Wildlife Diversity Brings Photographer To Antelope Island Each Year
SYRACUSE, Utah – Wildlife photographer Rob Daugherty has had whale encounters in California, run into bears in Montana, and photographed lions in Africa, but a few times a month he keeps coming back to a photo op right here in Utah: Antelope Island.
“No matter when you come there’s something going on,” Daugherty says.
On a recent morning tour around the state park, he located coyotes, an eagle, Great Horned Owls and, of course, bison.
He points out what look like a couple of bird nests in a grove of Russian olive trees. They are not nests. They are porcupines.
“You can go different places and get, like, specific things. But here you get such a variety,” he says.

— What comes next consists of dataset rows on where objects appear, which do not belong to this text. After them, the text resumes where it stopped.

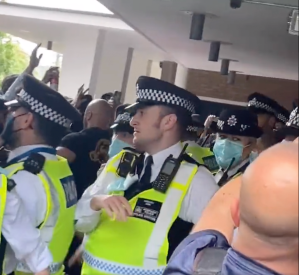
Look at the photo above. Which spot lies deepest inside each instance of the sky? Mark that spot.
(49, 57)
(78, 5)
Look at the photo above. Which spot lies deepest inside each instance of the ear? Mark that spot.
(235, 212)
(26, 121)
(169, 121)
(272, 121)
(88, 115)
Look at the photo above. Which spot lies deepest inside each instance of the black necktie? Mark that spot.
(146, 177)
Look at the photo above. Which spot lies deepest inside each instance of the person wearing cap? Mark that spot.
(122, 134)
(266, 110)
(291, 130)
(136, 216)
(202, 155)
(37, 120)
(282, 116)
(237, 133)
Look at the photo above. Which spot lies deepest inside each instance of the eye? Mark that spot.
(236, 139)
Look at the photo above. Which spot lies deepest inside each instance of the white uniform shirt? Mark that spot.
(33, 197)
(202, 189)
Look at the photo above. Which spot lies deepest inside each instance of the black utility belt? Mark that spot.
(146, 209)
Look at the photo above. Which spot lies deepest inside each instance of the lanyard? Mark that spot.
(50, 151)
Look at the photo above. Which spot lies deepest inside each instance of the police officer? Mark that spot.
(266, 109)
(291, 130)
(202, 155)
(17, 231)
(36, 122)
(122, 134)
(282, 116)
(237, 136)
(263, 207)
(137, 217)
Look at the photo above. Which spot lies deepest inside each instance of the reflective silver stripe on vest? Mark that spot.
(54, 268)
(163, 223)
(118, 269)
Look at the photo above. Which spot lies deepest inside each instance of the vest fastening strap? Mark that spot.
(54, 268)
(169, 209)
(118, 269)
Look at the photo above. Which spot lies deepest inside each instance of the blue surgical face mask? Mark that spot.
(253, 155)
(116, 146)
(226, 150)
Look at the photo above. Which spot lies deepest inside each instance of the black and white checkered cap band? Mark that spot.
(165, 97)
(294, 119)
(282, 118)
(260, 105)
(192, 129)
(123, 118)
(43, 110)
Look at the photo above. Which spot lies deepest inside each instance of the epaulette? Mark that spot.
(188, 158)
(132, 150)
(34, 163)
(11, 184)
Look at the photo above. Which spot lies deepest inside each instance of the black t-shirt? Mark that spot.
(91, 148)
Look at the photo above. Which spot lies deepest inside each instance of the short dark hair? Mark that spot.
(7, 82)
(123, 128)
(183, 117)
(50, 132)
(121, 109)
(85, 101)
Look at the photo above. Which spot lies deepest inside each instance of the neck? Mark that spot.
(280, 258)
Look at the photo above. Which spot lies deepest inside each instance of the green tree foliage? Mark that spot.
(12, 59)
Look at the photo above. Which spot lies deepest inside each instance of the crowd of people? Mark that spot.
(95, 187)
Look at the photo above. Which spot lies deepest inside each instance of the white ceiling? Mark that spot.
(37, 30)
(258, 34)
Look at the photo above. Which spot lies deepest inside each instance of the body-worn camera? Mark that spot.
(235, 4)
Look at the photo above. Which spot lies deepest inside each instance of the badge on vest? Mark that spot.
(211, 163)
(147, 210)
(70, 191)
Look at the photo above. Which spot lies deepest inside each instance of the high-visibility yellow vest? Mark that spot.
(140, 245)
(58, 182)
(203, 156)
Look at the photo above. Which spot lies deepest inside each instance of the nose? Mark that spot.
(134, 121)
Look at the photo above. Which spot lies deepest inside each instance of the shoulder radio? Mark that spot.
(168, 172)
(127, 164)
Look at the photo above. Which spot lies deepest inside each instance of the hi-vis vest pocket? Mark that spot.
(70, 191)
(148, 210)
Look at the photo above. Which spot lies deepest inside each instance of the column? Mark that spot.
(111, 67)
(140, 66)
(169, 69)
(77, 62)
(97, 60)
(181, 77)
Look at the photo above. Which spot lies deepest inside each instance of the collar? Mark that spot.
(234, 170)
(191, 143)
(24, 149)
(244, 265)
(159, 158)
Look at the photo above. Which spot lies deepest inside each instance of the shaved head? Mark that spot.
(266, 212)
(98, 114)
(269, 193)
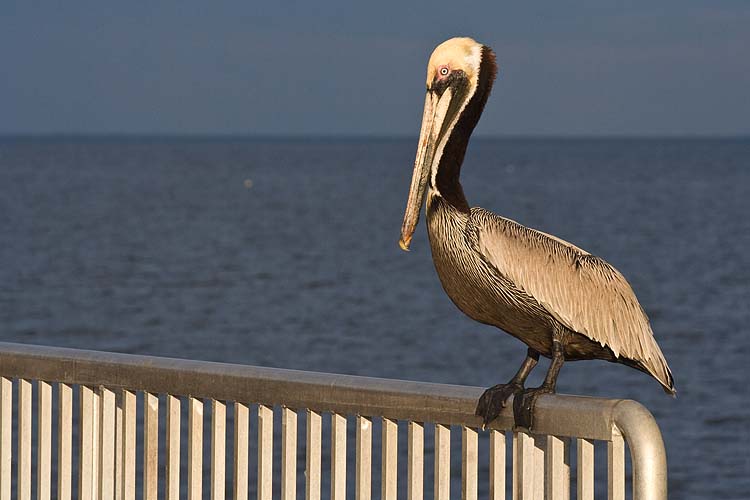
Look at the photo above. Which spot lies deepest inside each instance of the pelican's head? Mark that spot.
(459, 77)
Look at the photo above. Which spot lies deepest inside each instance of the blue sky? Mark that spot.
(593, 67)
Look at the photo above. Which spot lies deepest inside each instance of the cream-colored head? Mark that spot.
(457, 54)
(460, 72)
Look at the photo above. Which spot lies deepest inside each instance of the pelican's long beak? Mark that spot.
(433, 128)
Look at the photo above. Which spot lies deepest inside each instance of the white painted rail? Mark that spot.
(117, 394)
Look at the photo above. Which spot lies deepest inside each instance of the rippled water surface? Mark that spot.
(283, 253)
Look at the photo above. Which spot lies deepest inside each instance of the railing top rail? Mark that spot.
(561, 415)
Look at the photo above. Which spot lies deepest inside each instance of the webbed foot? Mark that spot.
(524, 403)
(494, 399)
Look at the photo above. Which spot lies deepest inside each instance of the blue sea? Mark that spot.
(283, 252)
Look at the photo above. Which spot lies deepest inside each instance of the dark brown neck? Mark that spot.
(449, 169)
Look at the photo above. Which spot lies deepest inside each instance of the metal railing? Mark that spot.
(108, 386)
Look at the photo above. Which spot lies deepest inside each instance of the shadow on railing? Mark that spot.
(115, 434)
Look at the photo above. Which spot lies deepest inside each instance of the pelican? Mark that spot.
(561, 301)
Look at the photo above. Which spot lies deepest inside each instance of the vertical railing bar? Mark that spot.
(265, 452)
(363, 473)
(106, 444)
(415, 457)
(585, 469)
(24, 440)
(150, 446)
(312, 455)
(288, 454)
(540, 477)
(442, 462)
(469, 463)
(118, 445)
(6, 436)
(523, 466)
(96, 463)
(241, 450)
(389, 472)
(497, 465)
(128, 401)
(195, 450)
(338, 456)
(218, 449)
(616, 468)
(558, 468)
(64, 441)
(86, 444)
(172, 489)
(44, 441)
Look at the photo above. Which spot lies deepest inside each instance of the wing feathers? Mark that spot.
(580, 290)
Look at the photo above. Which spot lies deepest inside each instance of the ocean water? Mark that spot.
(283, 253)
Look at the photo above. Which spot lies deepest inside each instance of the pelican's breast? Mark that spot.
(474, 286)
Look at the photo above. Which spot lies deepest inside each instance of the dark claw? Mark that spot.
(523, 406)
(493, 400)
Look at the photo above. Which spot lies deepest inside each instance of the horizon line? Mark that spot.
(214, 136)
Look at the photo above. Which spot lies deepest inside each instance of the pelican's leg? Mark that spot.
(523, 403)
(494, 399)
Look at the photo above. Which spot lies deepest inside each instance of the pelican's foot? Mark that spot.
(494, 399)
(524, 403)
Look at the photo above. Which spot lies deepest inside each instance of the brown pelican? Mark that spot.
(561, 301)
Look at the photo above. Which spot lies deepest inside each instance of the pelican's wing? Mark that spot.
(580, 290)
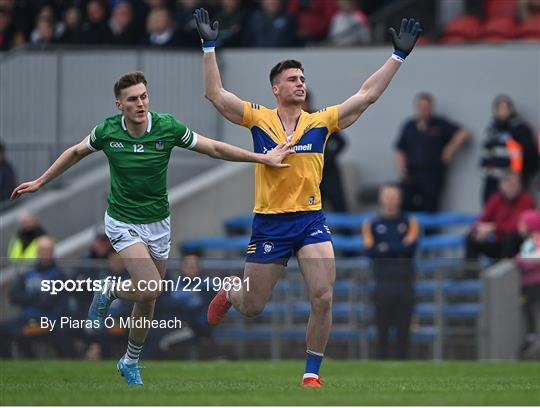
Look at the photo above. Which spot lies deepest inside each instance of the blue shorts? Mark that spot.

“I’ll go up to the Cottonwood canyons and there’s plenty of moose. I love moose and stuff but I can come here and there’s just a variety of animals.”

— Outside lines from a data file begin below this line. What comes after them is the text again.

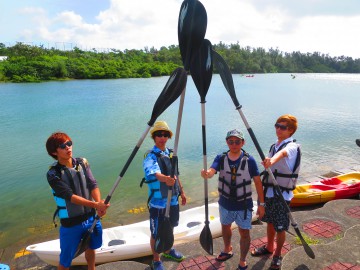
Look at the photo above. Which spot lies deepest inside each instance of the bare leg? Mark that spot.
(271, 237)
(280, 240)
(227, 233)
(156, 256)
(244, 245)
(90, 258)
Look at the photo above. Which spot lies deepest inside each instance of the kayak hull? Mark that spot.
(132, 241)
(339, 187)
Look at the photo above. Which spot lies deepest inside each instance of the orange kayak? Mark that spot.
(338, 187)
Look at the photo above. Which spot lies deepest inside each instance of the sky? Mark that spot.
(330, 27)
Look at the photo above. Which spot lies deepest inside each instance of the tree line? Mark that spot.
(27, 63)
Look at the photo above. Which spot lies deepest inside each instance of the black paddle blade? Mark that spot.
(307, 248)
(226, 76)
(165, 236)
(84, 244)
(192, 25)
(201, 68)
(206, 239)
(172, 90)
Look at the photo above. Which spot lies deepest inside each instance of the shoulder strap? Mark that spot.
(222, 158)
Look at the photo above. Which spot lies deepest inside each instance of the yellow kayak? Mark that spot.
(338, 187)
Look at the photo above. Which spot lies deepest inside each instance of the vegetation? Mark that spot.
(26, 63)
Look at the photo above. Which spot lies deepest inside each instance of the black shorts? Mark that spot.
(277, 213)
(157, 215)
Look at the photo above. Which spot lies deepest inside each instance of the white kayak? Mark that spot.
(132, 241)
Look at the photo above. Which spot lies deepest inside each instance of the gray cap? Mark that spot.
(235, 133)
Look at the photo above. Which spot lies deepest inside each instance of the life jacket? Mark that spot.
(71, 214)
(285, 177)
(235, 184)
(157, 189)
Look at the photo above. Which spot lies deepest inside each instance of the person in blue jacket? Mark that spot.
(78, 198)
(157, 168)
(237, 170)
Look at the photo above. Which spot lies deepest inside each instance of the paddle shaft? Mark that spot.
(176, 143)
(203, 129)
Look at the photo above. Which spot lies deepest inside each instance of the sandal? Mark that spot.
(224, 256)
(260, 251)
(276, 263)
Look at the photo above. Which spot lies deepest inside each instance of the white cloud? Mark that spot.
(129, 24)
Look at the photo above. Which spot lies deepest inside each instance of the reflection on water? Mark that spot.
(105, 119)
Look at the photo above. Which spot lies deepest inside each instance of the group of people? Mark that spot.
(78, 197)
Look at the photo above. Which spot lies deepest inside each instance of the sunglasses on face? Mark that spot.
(282, 127)
(63, 145)
(162, 134)
(231, 142)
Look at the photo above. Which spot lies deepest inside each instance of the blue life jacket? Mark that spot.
(157, 189)
(71, 214)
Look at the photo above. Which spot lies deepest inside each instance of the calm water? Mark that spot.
(105, 119)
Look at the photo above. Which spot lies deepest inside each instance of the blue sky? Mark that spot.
(325, 26)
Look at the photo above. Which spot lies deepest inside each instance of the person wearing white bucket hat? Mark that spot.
(157, 168)
(237, 169)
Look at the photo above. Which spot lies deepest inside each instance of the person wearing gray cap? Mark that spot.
(157, 168)
(236, 169)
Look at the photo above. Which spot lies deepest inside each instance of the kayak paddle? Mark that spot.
(165, 235)
(226, 77)
(201, 71)
(192, 25)
(172, 90)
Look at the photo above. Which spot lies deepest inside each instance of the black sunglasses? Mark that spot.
(162, 134)
(63, 145)
(231, 142)
(282, 127)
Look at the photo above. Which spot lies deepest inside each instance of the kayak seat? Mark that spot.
(193, 224)
(116, 242)
(331, 181)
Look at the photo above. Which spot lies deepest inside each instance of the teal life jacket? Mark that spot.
(235, 184)
(71, 214)
(285, 177)
(157, 189)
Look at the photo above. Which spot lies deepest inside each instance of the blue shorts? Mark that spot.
(277, 213)
(70, 238)
(157, 215)
(227, 217)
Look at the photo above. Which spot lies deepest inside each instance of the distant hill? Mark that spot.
(26, 63)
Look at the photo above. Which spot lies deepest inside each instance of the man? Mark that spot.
(157, 167)
(236, 168)
(284, 162)
(77, 197)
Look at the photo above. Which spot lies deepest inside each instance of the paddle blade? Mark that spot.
(206, 239)
(172, 90)
(165, 237)
(84, 244)
(201, 69)
(226, 76)
(192, 25)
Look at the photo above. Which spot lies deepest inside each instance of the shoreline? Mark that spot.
(9, 254)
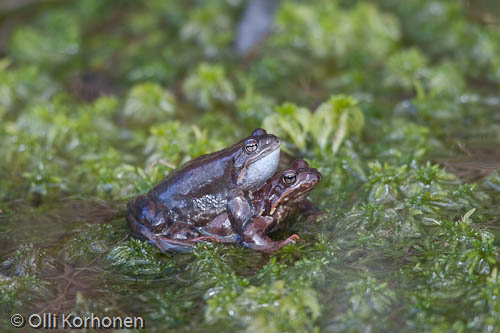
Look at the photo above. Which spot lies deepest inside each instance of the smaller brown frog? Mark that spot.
(280, 197)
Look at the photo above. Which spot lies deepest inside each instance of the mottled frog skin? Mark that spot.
(257, 214)
(192, 196)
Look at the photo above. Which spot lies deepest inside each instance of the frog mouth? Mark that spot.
(258, 169)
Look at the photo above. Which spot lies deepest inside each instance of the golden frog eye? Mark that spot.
(289, 177)
(251, 146)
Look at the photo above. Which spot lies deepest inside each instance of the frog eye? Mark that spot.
(251, 146)
(289, 177)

The park is popular with birders such as retired teachers Paul Lombardi and Dan Johnston, president of the Wasatch Audubon.
On a brief excursion, they sighted a Red-tailed Hawk, Green-winged Teal, Tundra Swans, Killdeer and a Kestrel.

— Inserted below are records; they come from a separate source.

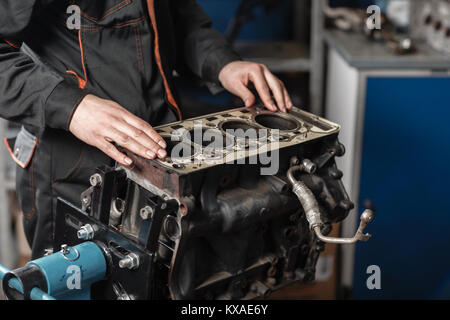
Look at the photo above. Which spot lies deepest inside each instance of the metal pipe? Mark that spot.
(35, 294)
(311, 207)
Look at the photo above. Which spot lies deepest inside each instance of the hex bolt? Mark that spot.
(147, 212)
(95, 180)
(131, 261)
(86, 232)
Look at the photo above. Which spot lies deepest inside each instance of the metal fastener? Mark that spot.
(86, 232)
(131, 261)
(147, 212)
(95, 180)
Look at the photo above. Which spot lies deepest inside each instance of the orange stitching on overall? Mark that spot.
(139, 54)
(16, 160)
(151, 9)
(81, 82)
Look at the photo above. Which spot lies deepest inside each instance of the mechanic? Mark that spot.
(78, 93)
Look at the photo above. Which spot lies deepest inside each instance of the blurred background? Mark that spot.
(389, 88)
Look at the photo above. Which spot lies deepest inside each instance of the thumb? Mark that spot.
(245, 94)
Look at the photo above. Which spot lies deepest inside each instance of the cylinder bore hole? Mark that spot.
(242, 130)
(276, 121)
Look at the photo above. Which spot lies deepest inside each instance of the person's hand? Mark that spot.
(100, 122)
(236, 77)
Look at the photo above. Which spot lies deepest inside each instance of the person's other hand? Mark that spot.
(237, 76)
(100, 122)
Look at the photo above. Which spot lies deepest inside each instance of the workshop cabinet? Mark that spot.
(395, 117)
(405, 176)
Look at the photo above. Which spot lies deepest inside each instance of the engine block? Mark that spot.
(220, 218)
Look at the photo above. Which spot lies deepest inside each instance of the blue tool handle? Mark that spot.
(36, 293)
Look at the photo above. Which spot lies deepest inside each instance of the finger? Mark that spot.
(277, 89)
(111, 151)
(259, 80)
(146, 128)
(126, 141)
(287, 99)
(244, 93)
(134, 134)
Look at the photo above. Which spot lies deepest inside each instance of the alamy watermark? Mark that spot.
(374, 280)
(373, 22)
(73, 281)
(73, 22)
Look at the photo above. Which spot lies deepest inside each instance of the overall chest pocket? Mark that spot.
(106, 12)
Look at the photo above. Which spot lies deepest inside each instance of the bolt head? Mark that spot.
(146, 212)
(95, 180)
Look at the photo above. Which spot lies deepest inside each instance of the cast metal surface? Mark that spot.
(189, 228)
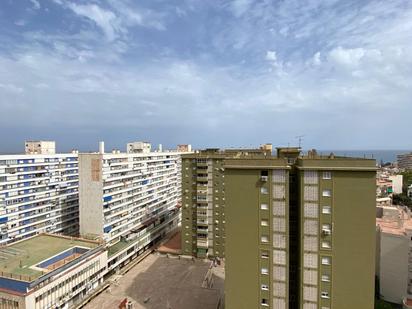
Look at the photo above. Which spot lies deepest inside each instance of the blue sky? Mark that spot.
(209, 73)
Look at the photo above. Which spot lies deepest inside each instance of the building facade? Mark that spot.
(297, 230)
(203, 200)
(130, 200)
(38, 193)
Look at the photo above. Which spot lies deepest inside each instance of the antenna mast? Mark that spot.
(300, 139)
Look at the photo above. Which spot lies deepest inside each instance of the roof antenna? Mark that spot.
(300, 139)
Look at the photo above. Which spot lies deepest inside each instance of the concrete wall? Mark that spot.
(90, 194)
(394, 267)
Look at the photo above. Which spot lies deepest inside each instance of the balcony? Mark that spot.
(202, 243)
(202, 178)
(407, 303)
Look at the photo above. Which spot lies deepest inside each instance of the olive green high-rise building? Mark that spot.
(300, 231)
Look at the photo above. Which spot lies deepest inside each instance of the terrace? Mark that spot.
(31, 258)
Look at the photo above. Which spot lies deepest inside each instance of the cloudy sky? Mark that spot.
(210, 73)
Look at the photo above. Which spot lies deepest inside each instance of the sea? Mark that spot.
(378, 155)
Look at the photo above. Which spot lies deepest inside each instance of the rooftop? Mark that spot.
(22, 260)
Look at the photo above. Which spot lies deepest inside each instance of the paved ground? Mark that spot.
(173, 245)
(159, 282)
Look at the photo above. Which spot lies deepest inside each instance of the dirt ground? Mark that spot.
(161, 282)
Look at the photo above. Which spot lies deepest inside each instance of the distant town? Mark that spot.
(107, 228)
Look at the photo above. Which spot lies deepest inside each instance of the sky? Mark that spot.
(209, 73)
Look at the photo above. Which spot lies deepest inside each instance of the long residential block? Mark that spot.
(129, 200)
(38, 193)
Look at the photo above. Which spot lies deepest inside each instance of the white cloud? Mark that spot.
(351, 56)
(116, 21)
(20, 22)
(271, 55)
(316, 59)
(240, 7)
(105, 19)
(11, 88)
(36, 4)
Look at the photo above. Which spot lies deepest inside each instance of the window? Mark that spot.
(326, 260)
(264, 254)
(264, 287)
(326, 210)
(325, 278)
(327, 193)
(327, 175)
(326, 229)
(326, 244)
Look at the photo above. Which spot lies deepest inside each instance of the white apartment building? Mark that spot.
(394, 255)
(138, 147)
(130, 200)
(38, 193)
(40, 147)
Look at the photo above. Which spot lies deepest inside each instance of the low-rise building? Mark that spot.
(397, 183)
(405, 161)
(49, 271)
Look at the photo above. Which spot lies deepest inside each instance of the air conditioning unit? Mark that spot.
(264, 178)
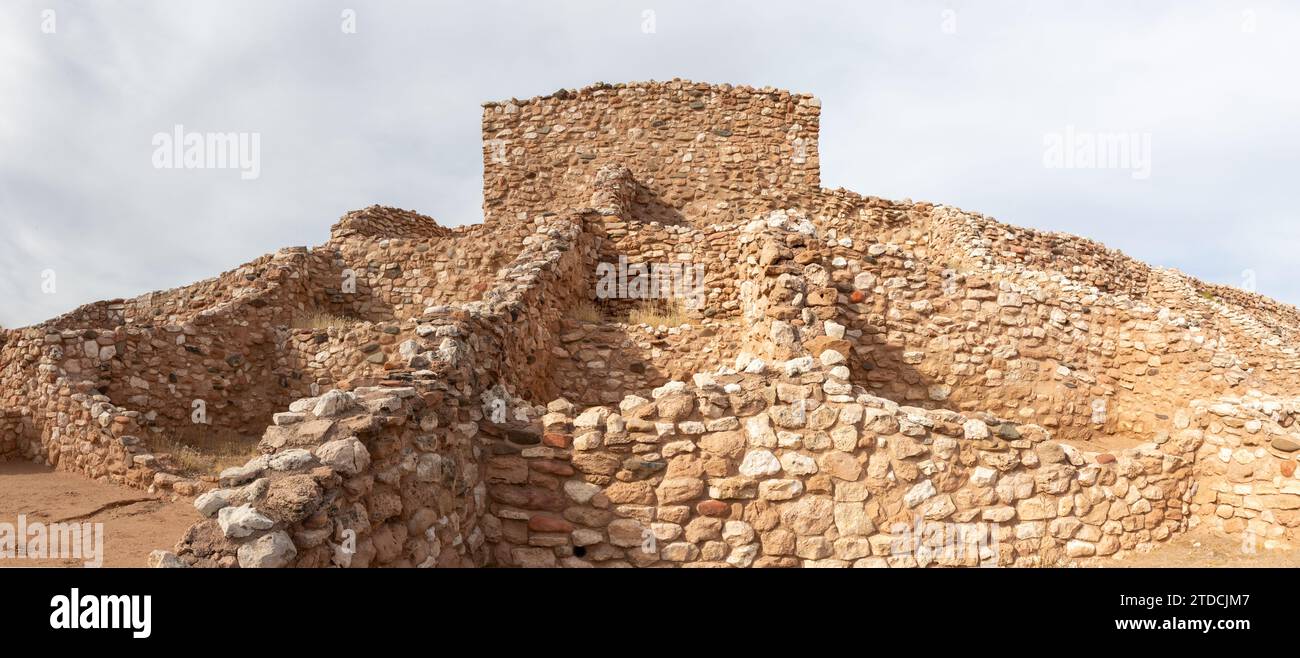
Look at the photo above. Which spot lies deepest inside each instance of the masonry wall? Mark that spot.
(689, 146)
(731, 472)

“So that bird is interested in mice and very capable of visualizing a urine tracks,” Lombardi happily points out about the Kestrel perched atop a signpost.
“Mouse pee, yeah.”
“I get in my car and in 15, 20 minutes I’m on the causeway. That’s amazing. That’s why this is such a valuable spot for birders around,” Lombardi says.
“People from all over the United States, when we go traveling, they’ll say, well, where would I go birding to see some good variety of birds,” Johnston says. “The first place I always say is you want to go to Antelope Island. That’s the number one spot…We have birds out here that we don’t see anywhere else.”
“I do a lot of presentations…and I’ll always ask, you know, ‘how many of you have been to Antelope Island and usually it’s just ten percent of the people in the room have ever been out here,” Daugherty says. “And I mean, these are people that have lived here all their life.”
Near Ladyfinger point, Johnston and Lombardi look for an old friend – a Rock Wren.
“Psshhh, psshh, psshhh,” Lombardi calls to the bird. Lombardi is pishing, he explains. It’s a technique he learned from a famous bird watcher from New Jersey.
After several minutes of pishing, the Rock Wren does, indeed, appear, if only for a few seconds. Still the two are pleased.
“With the tail perked up high and him looking around, checking around, hopping around, that’s it. I mean that really makes for excitement and you say ‘yeah, it was worthwhile.’ Plus, oh, so beautiful,” Lombardi says.